In February, the school board approved plans for several immediate moves to alleviate overcrowding, including moving the popular Kittredge Magnet School from its Brookhaven site to an empty school building on North Druid Hills Road in Atlanta.
Parents spoke out against the plan, saying they were not consulted enough by district officials for the initial presentation to the school board in January.
While the coronavirus is forcing DeKalb to begin the school year virtually, plans are being made to bring students back for face-to-face instruction, Superintendent Cheryl Watson-Harris said. Alleviating overcrowding is still a priority for the district, which could see students soon return to campuses.
Maloof said Monday the item was posted as an agenda item with no content. Information available online Wednesday shows the score sheet the district used with several companies considered for the contract, as well as the official request for proposals and a timeline for the process.
Board member Joyce Morley suggested a disclaimer be used to inform the public why documents may not appear.

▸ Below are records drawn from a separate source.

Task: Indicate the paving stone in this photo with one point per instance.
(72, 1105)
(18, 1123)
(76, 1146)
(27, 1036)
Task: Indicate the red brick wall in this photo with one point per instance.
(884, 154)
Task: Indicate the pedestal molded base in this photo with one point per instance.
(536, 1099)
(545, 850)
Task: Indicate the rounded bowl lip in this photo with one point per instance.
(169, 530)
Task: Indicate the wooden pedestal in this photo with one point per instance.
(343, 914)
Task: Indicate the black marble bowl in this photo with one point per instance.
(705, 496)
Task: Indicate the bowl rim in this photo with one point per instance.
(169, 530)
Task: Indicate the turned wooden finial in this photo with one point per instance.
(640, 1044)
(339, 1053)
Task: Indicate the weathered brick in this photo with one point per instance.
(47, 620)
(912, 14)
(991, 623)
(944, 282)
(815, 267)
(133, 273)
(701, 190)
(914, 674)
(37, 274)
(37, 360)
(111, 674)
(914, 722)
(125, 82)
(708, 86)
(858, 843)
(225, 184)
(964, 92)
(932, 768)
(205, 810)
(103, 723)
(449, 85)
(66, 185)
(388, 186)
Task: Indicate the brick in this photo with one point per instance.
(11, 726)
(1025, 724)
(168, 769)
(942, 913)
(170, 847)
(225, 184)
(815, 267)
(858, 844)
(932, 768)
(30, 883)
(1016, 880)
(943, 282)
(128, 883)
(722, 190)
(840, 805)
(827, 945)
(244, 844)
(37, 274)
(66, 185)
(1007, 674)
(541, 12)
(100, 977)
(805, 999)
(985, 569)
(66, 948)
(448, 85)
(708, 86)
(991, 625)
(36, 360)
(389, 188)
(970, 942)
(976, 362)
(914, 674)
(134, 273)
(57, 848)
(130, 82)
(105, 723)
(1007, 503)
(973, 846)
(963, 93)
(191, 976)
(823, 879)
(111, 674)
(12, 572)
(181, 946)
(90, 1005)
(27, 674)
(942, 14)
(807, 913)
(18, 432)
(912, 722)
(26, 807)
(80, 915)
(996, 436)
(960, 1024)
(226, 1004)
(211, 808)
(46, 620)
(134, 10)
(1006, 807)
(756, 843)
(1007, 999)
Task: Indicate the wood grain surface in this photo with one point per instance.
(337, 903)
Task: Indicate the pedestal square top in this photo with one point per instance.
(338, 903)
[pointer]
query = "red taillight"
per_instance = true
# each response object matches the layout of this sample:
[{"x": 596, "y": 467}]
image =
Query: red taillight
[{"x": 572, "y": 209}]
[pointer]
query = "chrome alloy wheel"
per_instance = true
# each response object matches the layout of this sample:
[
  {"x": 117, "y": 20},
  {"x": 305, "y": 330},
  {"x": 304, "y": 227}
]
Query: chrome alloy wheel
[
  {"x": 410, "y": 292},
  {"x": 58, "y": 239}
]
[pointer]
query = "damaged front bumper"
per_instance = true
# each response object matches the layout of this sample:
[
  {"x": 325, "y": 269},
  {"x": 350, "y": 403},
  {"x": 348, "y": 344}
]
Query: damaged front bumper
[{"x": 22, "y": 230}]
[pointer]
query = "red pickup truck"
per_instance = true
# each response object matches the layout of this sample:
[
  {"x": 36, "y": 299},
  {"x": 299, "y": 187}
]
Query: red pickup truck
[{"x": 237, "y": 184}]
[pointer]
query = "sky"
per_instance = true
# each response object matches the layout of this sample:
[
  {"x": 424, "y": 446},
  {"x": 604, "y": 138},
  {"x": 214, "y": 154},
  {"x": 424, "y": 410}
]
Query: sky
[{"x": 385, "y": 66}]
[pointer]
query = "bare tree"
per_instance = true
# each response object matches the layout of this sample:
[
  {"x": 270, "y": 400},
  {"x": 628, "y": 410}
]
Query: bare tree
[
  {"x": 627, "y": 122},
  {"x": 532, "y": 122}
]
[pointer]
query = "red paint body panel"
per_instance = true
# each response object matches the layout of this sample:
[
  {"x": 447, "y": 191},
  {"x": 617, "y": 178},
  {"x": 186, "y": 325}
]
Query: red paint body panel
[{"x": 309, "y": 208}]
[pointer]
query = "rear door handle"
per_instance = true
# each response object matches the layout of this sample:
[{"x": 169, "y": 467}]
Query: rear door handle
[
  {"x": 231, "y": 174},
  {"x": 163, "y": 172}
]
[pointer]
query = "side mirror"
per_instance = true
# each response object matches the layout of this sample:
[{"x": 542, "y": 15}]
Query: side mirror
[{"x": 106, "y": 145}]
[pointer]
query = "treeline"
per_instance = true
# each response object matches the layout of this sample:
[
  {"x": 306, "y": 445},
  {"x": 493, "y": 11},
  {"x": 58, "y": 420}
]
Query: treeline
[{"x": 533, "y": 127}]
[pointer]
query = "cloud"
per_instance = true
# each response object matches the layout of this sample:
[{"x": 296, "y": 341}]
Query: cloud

“I appreciate your honesty now, but be honest from the beginning,” board member Joyce Morley told Maloof during Monday’s meeting. “The taxpayers have a right to know. Committing something by a matter of omission is the commission of something that may not look right.”
Not including documents available to the public through the state’s Open Records Act “undermines the spirit of access law,” said Jonathan Peters, an expert on Georgia’s Open Records Act.
“These access laws are grounded in political theory,” said Peters, a media law professor at the University of Georgia. Because our government is based on the will of the people, citizens need to know what the government is doing.”